Seul un engagement à la prière, enraciné dans une compréhension mûre de la configuration
personnelle du prêtre au Christ, permettra à ce dernier de pratiquer le don généreux
de soi dans la charité pastorale à laquelle il est appelé (cf. Pastores dabo vobis,
n. 23). De même, en garantissant à tous les prêtres de recevoir une formation permanente
appropriée, vous les aiderez à "raviver le don spirituel que Dieu a déposé en eux
par l'imposition des mains" (2 Tm 1, 6).
4. En tant que Conférence épiscopale,
vous avez déjà accompli des pas importants pour combattre la pauvreté matérielle,
qui touche tant de membres de votre peuple. Le succès de l'initiative du Forum international
de 2002, que vous avez organisé, apparaît clairement dans l'intention proclamée par
le gouvernement d'utiliser ses conclusions dans les propositions de la politique publique.
Cette collaboration entre Etat et Eglise sur des questions d'une grande importance
sociale est louable, et il est souhaitable que d'autres suivent votre exemple dans
ce domaine. Je suis certain que vous continuerez à exercer votre influence pour obtenir
des mesures concrètes visant à réduire la pauvreté et à faire croître le niveau d'éducation,
afin que les pauvres aient la possibilité de s'aider eux-mêmes et entre eux.
Votre
pays a déjà contribué de façon significative à l'instauration de la paix et de la
stabilité en Afrique orientale. Par le passé, j'ai évoqué la générosité avec laquelle
vous avez offert un toit à des milliers de personnes qui fuyaient les persécutions
dans leurs pays (cf. Discours à l'Ambassadeur de Tanzanie près le Saint-Siège, 12
janvier 1997) et je vous exhorte à continuer à étendre cet accueil à vos frères et
à vos soeurs qui souffrent, en suivant l'exemple du Christ. De cette façon, vous leur
donnerez la preuve que vous êtes réellement proches d'eux. Un défi à venir consiste
à conserver et à renforcer les rapports respectueux avec la communauté musulmane,
en particulier dans l'archipel de Zanzibar. Un engagement sérieux au dialogue interreligieux
et une solide volonté de coopérer pour résoudre les problèmes sociaux et économiques
de votre pays constitueront pour d'autres nations un exemple lumineux de l'harmonie
qui devrait exister entre les différents groupes ethniques et religieux.
5.
Chers frères Evêques, en vous tournant avec confiance vers l'avenir, priez afin que
l'Esprit Saint vous guide dans les préparatifs de la Deuxième Assemblée spéciale pour
l'Afrique du Synode des Evêques et que les joies et les peines, les malheurs et les
espoirs des populations de votre continent trouvent un écho dans le coeur de tous
les disciples du Christ (cf. Gaudium et spes, n. 19). Cherchez toujours à évangéliser
la culture de votre peuple de façon à ce que le Christ parle du coeur de vos Eglises
locales, avec une voix authentiquement africaine.

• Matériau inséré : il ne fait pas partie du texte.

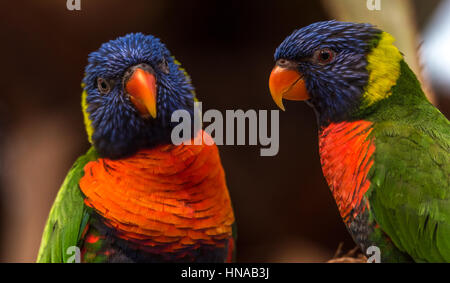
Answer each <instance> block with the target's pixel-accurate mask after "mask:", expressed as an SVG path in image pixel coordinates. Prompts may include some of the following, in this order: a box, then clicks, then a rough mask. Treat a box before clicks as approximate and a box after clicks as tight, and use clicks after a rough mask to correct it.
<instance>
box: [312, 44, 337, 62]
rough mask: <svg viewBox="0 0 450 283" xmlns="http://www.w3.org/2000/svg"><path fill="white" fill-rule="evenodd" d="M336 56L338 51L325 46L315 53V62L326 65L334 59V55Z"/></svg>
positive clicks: (332, 60)
mask: <svg viewBox="0 0 450 283" xmlns="http://www.w3.org/2000/svg"><path fill="white" fill-rule="evenodd" d="M335 56H336V53H335V52H334V51H333V50H331V49H329V48H323V49H319V50H317V51H316V52H315V53H314V56H313V59H314V61H315V62H317V63H319V64H321V65H325V64H328V63H330V62H331V61H333V59H334V57H335Z"/></svg>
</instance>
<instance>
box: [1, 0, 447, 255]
mask: <svg viewBox="0 0 450 283" xmlns="http://www.w3.org/2000/svg"><path fill="white" fill-rule="evenodd" d="M389 2H390V3H394V4H388V1H386V0H382V10H381V11H369V10H368V9H367V8H366V0H345V1H337V0H336V1H327V0H324V1H322V2H320V1H306V0H305V1H292V0H284V1H167V0H164V1H148V0H147V1H145V0H142V1H141V0H139V1H107V0H89V1H87V0H81V7H82V10H81V11H68V10H67V9H66V1H65V0H52V1H19V0H16V1H6V2H4V3H2V9H1V11H0V14H1V17H0V23H1V27H0V31H1V38H2V43H1V44H0V54H1V55H2V68H1V69H0V78H1V86H2V90H1V94H0V261H6V262H11V261H12V262H16V261H19V262H29V261H34V260H35V257H36V254H37V250H38V246H39V243H40V239H41V233H42V229H43V227H44V224H45V220H46V217H47V214H48V211H49V209H50V206H51V204H52V202H53V199H54V197H55V195H56V192H57V190H58V189H59V186H60V184H61V183H62V181H63V179H64V177H65V175H66V173H67V170H68V169H69V168H70V166H71V164H72V163H73V162H74V160H75V159H76V158H77V157H78V156H79V155H81V154H83V153H84V152H85V151H86V150H87V149H88V147H89V145H88V143H87V141H86V136H85V133H84V126H83V121H82V115H81V111H80V94H81V89H80V82H81V79H82V76H83V70H84V66H85V64H86V58H87V55H88V54H89V53H90V52H91V51H94V50H96V49H97V48H98V47H99V46H100V44H101V43H103V42H105V41H107V40H110V39H114V38H116V37H117V36H121V35H124V34H126V33H129V32H138V31H139V32H143V33H147V34H153V35H156V36H158V37H160V38H161V39H162V41H163V42H164V43H166V45H167V46H168V48H169V49H170V50H171V52H172V53H173V54H174V55H175V56H176V57H177V59H178V60H180V61H181V62H182V63H183V66H184V67H185V68H186V69H187V71H188V72H189V74H190V75H191V76H192V79H193V82H194V85H195V87H196V90H197V95H198V97H199V98H200V100H201V101H202V102H203V107H204V110H205V109H208V108H215V109H219V110H221V111H225V109H244V110H247V109H275V104H274V103H273V102H272V99H271V97H270V95H269V92H268V87H267V80H268V76H269V73H270V70H271V68H272V66H273V52H274V50H275V48H276V47H277V45H278V44H279V43H280V42H281V41H282V40H283V39H284V37H286V36H287V35H288V34H290V33H291V32H292V31H293V30H294V29H295V28H299V27H302V26H305V25H308V24H310V23H312V22H315V21H319V20H326V19H332V18H337V19H345V20H352V19H355V21H356V20H357V21H364V20H365V19H367V20H365V21H369V22H376V23H377V24H379V25H380V26H382V27H383V28H386V30H388V31H390V32H392V33H393V34H394V35H395V36H397V37H401V39H399V42H398V46H402V47H403V48H401V49H402V50H403V51H405V49H406V50H407V51H405V54H406V57H407V60H408V62H409V63H410V64H411V65H413V66H415V70H416V73H418V74H421V77H422V78H423V81H424V82H425V83H427V84H428V85H429V90H428V91H427V92H428V93H429V94H430V99H432V100H433V101H434V103H435V104H437V105H438V106H439V108H440V109H441V110H442V111H443V113H445V114H449V111H450V107H449V106H450V102H449V101H450V100H449V98H450V93H449V92H448V88H446V87H442V86H440V87H436V84H435V83H434V80H433V78H431V79H430V78H429V76H427V75H425V74H424V73H421V67H420V66H421V61H420V60H418V58H419V57H418V52H417V46H418V45H419V43H420V41H421V40H420V38H421V33H422V31H424V30H425V27H427V23H428V22H429V20H430V19H431V18H432V16H433V15H434V12H435V11H436V7H438V5H439V4H440V2H441V1H439V0H432V1H419V0H417V1H406V0H405V1H402V0H399V1H393V0H389ZM388 5H397V6H396V7H397V8H395V9H389V7H388ZM393 11H394V14H395V13H397V14H395V15H394V16H392V13H393ZM397 16H398V17H397ZM393 19H394V22H393ZM404 19H407V20H404ZM395 20H396V21H395ZM398 21H400V22H398ZM408 50H409V51H408ZM433 92H434V94H435V96H433V97H432V95H433ZM287 108H288V109H289V111H287V112H285V113H281V114H280V144H281V145H280V151H279V153H278V155H277V156H275V157H260V156H259V147H258V146H253V147H250V146H221V147H220V151H221V156H222V160H223V165H224V167H225V170H226V172H227V181H228V185H229V188H230V193H231V197H232V200H233V203H234V207H235V212H236V218H237V223H238V233H239V239H238V260H239V261H244V262H265V261H269V262H288V261H294V262H299V261H300V262H301V261H325V260H327V259H329V258H331V257H332V256H333V254H334V252H335V250H336V248H337V246H338V244H339V243H340V242H344V243H345V245H344V249H351V248H353V247H354V244H353V242H352V239H351V238H350V236H349V235H348V233H347V231H346V229H345V227H344V225H343V224H342V222H341V220H340V217H339V215H338V211H337V209H336V206H335V204H334V201H333V199H332V197H331V194H330V192H329V190H328V188H327V186H326V183H325V180H324V179H323V177H322V173H321V169H320V165H319V159H318V148H317V136H316V130H317V129H316V124H315V121H316V120H315V117H314V113H313V111H312V109H310V108H309V107H307V106H306V105H305V104H304V103H288V104H287Z"/></svg>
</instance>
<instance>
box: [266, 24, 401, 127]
mask: <svg viewBox="0 0 450 283" xmlns="http://www.w3.org/2000/svg"><path fill="white" fill-rule="evenodd" d="M393 41H394V39H393V37H392V36H390V35H389V34H387V33H385V32H382V31H381V30H379V29H377V28H375V27H374V26H372V25H370V24H358V23H346V22H338V21H325V22H318V23H314V24H311V25H309V26H307V27H304V28H302V29H299V30H296V31H294V32H293V33H292V34H291V35H289V36H288V37H287V38H286V39H285V40H284V41H283V42H282V43H281V45H280V46H278V48H277V49H276V52H275V61H276V65H275V67H274V69H273V71H272V73H271V76H270V79H269V88H270V92H271V94H272V98H273V99H274V101H275V102H276V104H277V105H278V106H279V107H280V108H281V109H283V110H284V106H283V101H282V100H283V99H287V100H304V101H307V102H308V104H310V105H312V106H313V107H314V109H315V110H316V113H317V115H318V120H319V123H320V124H327V123H330V122H336V121H339V120H345V119H350V118H352V116H354V115H358V114H357V113H361V111H363V110H367V108H368V107H370V106H372V105H374V104H376V102H378V101H380V100H382V99H384V98H386V97H387V96H388V95H389V91H390V89H391V88H392V86H393V85H395V81H396V80H397V78H398V76H399V72H400V63H399V62H400V60H401V59H402V55H401V54H400V52H399V51H398V49H397V48H396V47H395V46H394V45H393V44H392V43H393Z"/></svg>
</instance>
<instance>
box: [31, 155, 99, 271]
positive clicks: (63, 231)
mask: <svg viewBox="0 0 450 283" xmlns="http://www.w3.org/2000/svg"><path fill="white" fill-rule="evenodd" d="M97 158H98V156H97V152H96V151H95V149H94V148H93V147H91V149H89V151H88V152H87V153H86V154H85V155H83V156H81V157H80V158H78V159H77V161H76V162H75V164H74V165H73V166H72V168H71V169H70V170H69V173H68V174H67V177H66V179H65V180H64V182H63V184H62V186H61V189H60V190H59V192H58V195H57V196H56V199H55V202H54V204H53V207H52V209H51V211H50V215H49V217H48V220H47V224H46V226H45V229H44V233H43V236H42V241H41V247H40V249H39V253H38V257H37V262H67V261H68V259H69V258H70V257H71V256H72V254H67V249H68V248H69V247H71V246H77V245H78V244H79V240H80V237H81V233H82V232H83V230H84V228H85V227H86V224H87V222H88V219H89V208H88V207H87V206H86V205H85V204H84V201H83V196H82V194H81V191H80V189H79V186H78V183H79V180H80V179H81V177H82V176H83V174H84V166H85V165H86V164H87V163H88V162H90V161H93V160H96V159H97Z"/></svg>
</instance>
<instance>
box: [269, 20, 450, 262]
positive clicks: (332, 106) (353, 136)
mask: <svg viewBox="0 0 450 283" xmlns="http://www.w3.org/2000/svg"><path fill="white" fill-rule="evenodd" d="M393 42H394V38H393V37H392V36H391V35H389V34H388V33H386V32H383V31H381V30H380V29H378V28H376V27H374V26H372V25H370V24H358V23H345V22H338V21H325V22H318V23H314V24H311V25H309V26H307V27H304V28H302V29H299V30H296V31H294V32H293V33H292V34H291V35H290V36H288V37H287V38H286V39H285V40H284V41H283V42H282V43H281V45H280V46H279V47H278V48H277V49H276V52H275V61H276V66H275V67H274V69H273V71H272V73H271V76H270V79H269V88H270V91H271V94H272V97H273V99H274V101H275V102H276V103H277V105H278V106H279V107H280V108H282V109H283V110H284V107H283V103H282V99H283V98H284V99H288V100H304V101H306V102H307V103H308V104H309V105H311V106H312V107H313V109H314V110H315V113H316V116H317V120H318V126H319V151H320V158H321V164H322V170H323V174H324V176H325V179H326V180H327V182H328V185H329V187H330V190H331V192H332V194H333V196H334V199H335V200H336V204H337V206H338V209H339V211H340V214H341V217H342V219H343V221H344V222H345V224H346V226H347V228H348V230H349V231H350V233H351V234H352V236H353V238H354V240H355V242H356V243H357V244H358V245H359V246H360V247H361V248H362V250H363V252H366V251H367V249H368V247H371V246H375V247H378V248H379V251H380V253H381V254H380V256H381V261H382V262H399V261H400V262H403V261H416V262H450V185H449V182H450V123H449V121H448V120H447V119H446V118H445V116H444V115H443V114H441V112H439V110H438V109H436V108H435V107H434V106H433V105H432V104H430V102H429V101H428V100H427V98H426V97H425V95H424V93H423V91H422V89H421V86H420V83H419V82H418V80H417V79H416V76H415V75H414V74H413V72H412V71H411V70H410V68H409V67H408V65H407V64H406V63H405V61H404V59H403V56H402V54H401V53H400V52H399V50H398V49H397V48H396V47H395V46H394V45H393ZM371 250H372V249H371Z"/></svg>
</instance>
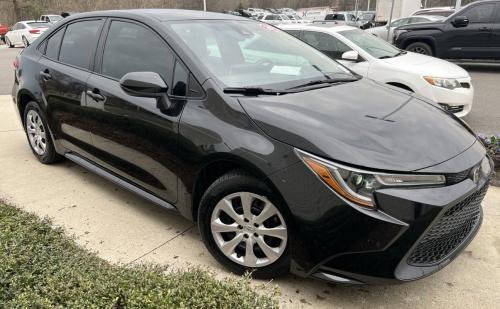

Je prie afin que cette année
de l'Eucharistie puisse représenter pour vous "une précieuse occasion pour devenir
toujours plus conscients du trésor incomparable que le Christ a confié à son Eglise"
(Mane nobiscum, Domine, n. 29). En vous confiant, ainsi que vos prêtres, vos diacres,
vos religieux et vos laïcs à l'intercession de Marie, Etoile de l'Evangélisation,
je vous donne de tout coeur ma Bénédiction apostolique en gage de grâce et de puissance
dans son Fils, notre Seigneur et Sauveur Jésus Christ.